Whatever happened to social holiness?

Perhaps as a means of avoiding the rigorous wrestling with Scripture and theology, we direct our energies to mastering skills in church management and communication. Method looms more important than content. Worship has become therapy; prayer often degenerates into magic. Religion becomes a flight from the world rather than a catalyst for renewing the world.

Earlier evangelicals like John Wesley sounded the call to social holiness, bringing the Word of God to bear upon every aspect of human life. Calvin saw the world as a theater of the glory of God, the arena in which we are called to work out our salvation in fear and trembling.

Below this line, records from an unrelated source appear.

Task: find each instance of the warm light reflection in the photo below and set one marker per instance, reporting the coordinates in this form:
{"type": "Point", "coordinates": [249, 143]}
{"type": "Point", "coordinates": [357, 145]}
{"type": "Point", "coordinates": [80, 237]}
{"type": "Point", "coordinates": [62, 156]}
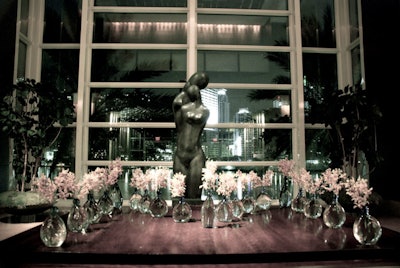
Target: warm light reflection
{"type": "Point", "coordinates": [168, 26]}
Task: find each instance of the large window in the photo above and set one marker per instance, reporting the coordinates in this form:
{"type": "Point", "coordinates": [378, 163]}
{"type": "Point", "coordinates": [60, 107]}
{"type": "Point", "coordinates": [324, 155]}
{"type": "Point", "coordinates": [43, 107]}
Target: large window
{"type": "Point", "coordinates": [125, 61]}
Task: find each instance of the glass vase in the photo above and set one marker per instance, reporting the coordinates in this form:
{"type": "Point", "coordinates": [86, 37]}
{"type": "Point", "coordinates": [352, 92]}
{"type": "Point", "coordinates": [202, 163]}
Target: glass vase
{"type": "Point", "coordinates": [208, 216]}
{"type": "Point", "coordinates": [144, 203]}
{"type": "Point", "coordinates": [263, 201]}
{"type": "Point", "coordinates": [117, 198]}
{"type": "Point", "coordinates": [181, 212]}
{"type": "Point", "coordinates": [249, 204]}
{"type": "Point", "coordinates": [92, 208]}
{"type": "Point", "coordinates": [158, 206]}
{"type": "Point", "coordinates": [367, 229]}
{"type": "Point", "coordinates": [313, 207]}
{"type": "Point", "coordinates": [105, 204]}
{"type": "Point", "coordinates": [53, 231]}
{"type": "Point", "coordinates": [134, 201]}
{"type": "Point", "coordinates": [299, 201]}
{"type": "Point", "coordinates": [334, 215]}
{"type": "Point", "coordinates": [285, 195]}
{"type": "Point", "coordinates": [78, 218]}
{"type": "Point", "coordinates": [237, 208]}
{"type": "Point", "coordinates": [224, 210]}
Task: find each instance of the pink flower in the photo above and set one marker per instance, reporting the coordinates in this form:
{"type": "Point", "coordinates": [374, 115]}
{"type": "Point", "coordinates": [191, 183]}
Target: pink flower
{"type": "Point", "coordinates": [358, 191]}
{"type": "Point", "coordinates": [177, 185]}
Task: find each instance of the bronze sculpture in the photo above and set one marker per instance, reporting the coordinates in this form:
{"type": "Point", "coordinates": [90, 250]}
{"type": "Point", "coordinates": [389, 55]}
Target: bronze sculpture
{"type": "Point", "coordinates": [190, 117]}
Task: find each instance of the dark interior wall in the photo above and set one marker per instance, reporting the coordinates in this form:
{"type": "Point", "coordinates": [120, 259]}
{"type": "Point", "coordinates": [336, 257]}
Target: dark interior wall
{"type": "Point", "coordinates": [8, 15]}
{"type": "Point", "coordinates": [381, 28]}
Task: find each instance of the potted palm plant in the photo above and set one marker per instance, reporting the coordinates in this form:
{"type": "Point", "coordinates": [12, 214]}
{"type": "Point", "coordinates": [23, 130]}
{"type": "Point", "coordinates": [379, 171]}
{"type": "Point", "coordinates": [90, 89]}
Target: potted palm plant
{"type": "Point", "coordinates": [33, 115]}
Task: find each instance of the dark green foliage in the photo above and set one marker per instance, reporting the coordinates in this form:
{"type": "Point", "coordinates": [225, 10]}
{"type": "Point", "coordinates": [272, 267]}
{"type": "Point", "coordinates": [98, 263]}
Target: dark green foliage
{"type": "Point", "coordinates": [28, 114]}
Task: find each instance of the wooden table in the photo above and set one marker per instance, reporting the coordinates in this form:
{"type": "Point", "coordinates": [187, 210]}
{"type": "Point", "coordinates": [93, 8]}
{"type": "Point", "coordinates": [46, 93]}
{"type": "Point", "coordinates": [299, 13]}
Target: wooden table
{"type": "Point", "coordinates": [276, 237]}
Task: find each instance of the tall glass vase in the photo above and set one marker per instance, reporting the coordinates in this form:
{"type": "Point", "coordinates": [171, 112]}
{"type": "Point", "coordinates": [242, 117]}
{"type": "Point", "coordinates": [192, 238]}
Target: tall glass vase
{"type": "Point", "coordinates": [237, 207]}
{"type": "Point", "coordinates": [285, 195]}
{"type": "Point", "coordinates": [105, 204]}
{"type": "Point", "coordinates": [334, 215]}
{"type": "Point", "coordinates": [92, 209]}
{"type": "Point", "coordinates": [144, 203]}
{"type": "Point", "coordinates": [181, 212]}
{"type": "Point", "coordinates": [117, 198]}
{"type": "Point", "coordinates": [134, 200]}
{"type": "Point", "coordinates": [78, 218]}
{"type": "Point", "coordinates": [263, 201]}
{"type": "Point", "coordinates": [224, 210]}
{"type": "Point", "coordinates": [208, 215]}
{"type": "Point", "coordinates": [313, 207]}
{"type": "Point", "coordinates": [53, 231]}
{"type": "Point", "coordinates": [367, 229]}
{"type": "Point", "coordinates": [158, 206]}
{"type": "Point", "coordinates": [299, 201]}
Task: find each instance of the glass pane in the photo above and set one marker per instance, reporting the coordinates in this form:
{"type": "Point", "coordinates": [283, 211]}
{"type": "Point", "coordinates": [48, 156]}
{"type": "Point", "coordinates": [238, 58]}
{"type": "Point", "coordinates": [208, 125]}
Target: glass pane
{"type": "Point", "coordinates": [353, 17]}
{"type": "Point", "coordinates": [318, 23]}
{"type": "Point", "coordinates": [318, 150]}
{"type": "Point", "coordinates": [158, 144]}
{"type": "Point", "coordinates": [226, 106]}
{"type": "Point", "coordinates": [320, 78]}
{"type": "Point", "coordinates": [139, 28]}
{"type": "Point", "coordinates": [245, 67]}
{"type": "Point", "coordinates": [356, 65]}
{"type": "Point", "coordinates": [24, 17]}
{"type": "Point", "coordinates": [263, 4]}
{"type": "Point", "coordinates": [61, 67]}
{"type": "Point", "coordinates": [60, 155]}
{"type": "Point", "coordinates": [132, 105]}
{"type": "Point", "coordinates": [141, 3]}
{"type": "Point", "coordinates": [138, 65]}
{"type": "Point", "coordinates": [22, 49]}
{"type": "Point", "coordinates": [62, 21]}
{"type": "Point", "coordinates": [242, 30]}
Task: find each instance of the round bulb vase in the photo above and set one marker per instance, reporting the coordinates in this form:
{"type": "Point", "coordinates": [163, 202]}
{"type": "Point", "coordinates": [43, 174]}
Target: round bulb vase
{"type": "Point", "coordinates": [53, 231]}
{"type": "Point", "coordinates": [334, 215]}
{"type": "Point", "coordinates": [182, 212]}
{"type": "Point", "coordinates": [367, 229]}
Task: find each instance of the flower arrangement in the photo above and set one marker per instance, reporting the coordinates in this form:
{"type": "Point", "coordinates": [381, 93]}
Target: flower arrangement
{"type": "Point", "coordinates": [333, 180]}
{"type": "Point", "coordinates": [177, 185]}
{"type": "Point", "coordinates": [359, 191]}
{"type": "Point", "coordinates": [65, 185]}
{"type": "Point", "coordinates": [151, 179]}
{"type": "Point", "coordinates": [210, 177]}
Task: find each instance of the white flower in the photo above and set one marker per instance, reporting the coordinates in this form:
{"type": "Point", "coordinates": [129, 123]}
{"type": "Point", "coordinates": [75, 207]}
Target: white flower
{"type": "Point", "coordinates": [358, 191]}
{"type": "Point", "coordinates": [177, 185]}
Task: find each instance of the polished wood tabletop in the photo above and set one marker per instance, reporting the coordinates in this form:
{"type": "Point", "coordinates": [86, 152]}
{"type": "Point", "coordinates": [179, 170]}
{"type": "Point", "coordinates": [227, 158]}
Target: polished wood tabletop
{"type": "Point", "coordinates": [278, 235]}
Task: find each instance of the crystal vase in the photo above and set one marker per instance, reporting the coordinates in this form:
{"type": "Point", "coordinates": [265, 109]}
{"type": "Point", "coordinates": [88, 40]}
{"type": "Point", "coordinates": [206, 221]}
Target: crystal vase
{"type": "Point", "coordinates": [78, 218]}
{"type": "Point", "coordinates": [285, 195]}
{"type": "Point", "coordinates": [144, 203]}
{"type": "Point", "coordinates": [117, 198]}
{"type": "Point", "coordinates": [299, 201]}
{"type": "Point", "coordinates": [181, 212]}
{"type": "Point", "coordinates": [237, 208]}
{"type": "Point", "coordinates": [134, 200]}
{"type": "Point", "coordinates": [263, 201]}
{"type": "Point", "coordinates": [313, 207]}
{"type": "Point", "coordinates": [158, 206]}
{"type": "Point", "coordinates": [334, 215]}
{"type": "Point", "coordinates": [53, 231]}
{"type": "Point", "coordinates": [367, 229]}
{"type": "Point", "coordinates": [249, 204]}
{"type": "Point", "coordinates": [224, 210]}
{"type": "Point", "coordinates": [105, 204]}
{"type": "Point", "coordinates": [92, 208]}
{"type": "Point", "coordinates": [208, 216]}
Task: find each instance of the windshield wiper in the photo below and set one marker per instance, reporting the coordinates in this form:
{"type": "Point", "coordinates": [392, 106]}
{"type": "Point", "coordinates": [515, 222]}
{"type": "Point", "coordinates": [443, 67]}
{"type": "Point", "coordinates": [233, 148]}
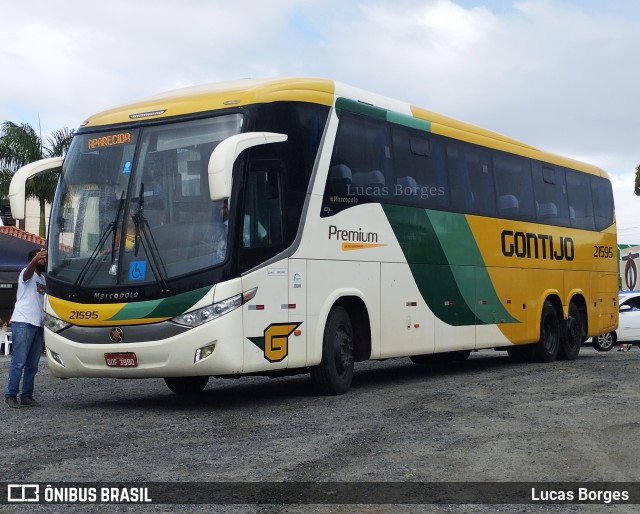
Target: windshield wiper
{"type": "Point", "coordinates": [112, 227]}
{"type": "Point", "coordinates": [113, 270]}
{"type": "Point", "coordinates": [145, 236]}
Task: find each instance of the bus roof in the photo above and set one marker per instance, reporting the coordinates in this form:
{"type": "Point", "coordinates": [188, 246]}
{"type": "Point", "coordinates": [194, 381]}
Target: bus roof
{"type": "Point", "coordinates": [222, 95]}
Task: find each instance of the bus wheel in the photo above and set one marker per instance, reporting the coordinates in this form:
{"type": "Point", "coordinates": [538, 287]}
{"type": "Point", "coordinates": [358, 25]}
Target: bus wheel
{"type": "Point", "coordinates": [604, 342]}
{"type": "Point", "coordinates": [571, 336]}
{"type": "Point", "coordinates": [186, 385]}
{"type": "Point", "coordinates": [334, 373]}
{"type": "Point", "coordinates": [546, 350]}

Much of modern religion turns the soul inward rather than directing it outward to the crying needs of society. Modern evangelicalism has shamefully adapted to the therapeutic society, which makes personal fulfillment the be all and end all of human existence. An eros spirituality, the desire to possess God and his blessings, predominates over a spirituality of the cross, a willingness to serve both God and our neighbor in God's world.

I am by no means discounting the rightful place for the experience of salvation in the life of the Christian. There is nothing wrong with singing, for example, "Spirit of the Living God, Fall Afresh on Me," so long as the focus is not exclusively on "me." Yet Calvin made clear there must be something more to the Christian life than striving to save one's own soul.

We are called to build a holy community in which secular life might be permeated by the values and verities of the law and the gospel. It is not wrong to seek blessings from God as we live out our vocation of being witnesses and ambassadors of our Lord Jesus Christ. These blessings, however, should be sought as the means to glorify God and to advance his kingdom.

The church father Irenaeus showed remarkable perspicacity when he declared, "The glory of God is humanity fully alive." To seek God's glory does not mean the denigration and negation of the human self, but it does entail the subordination of the self to a higher goal—the kingdom of God. Our innermost desires will be satisfied only when we are taken out of ourselves into the promises of God that never deceive (Martin Luther).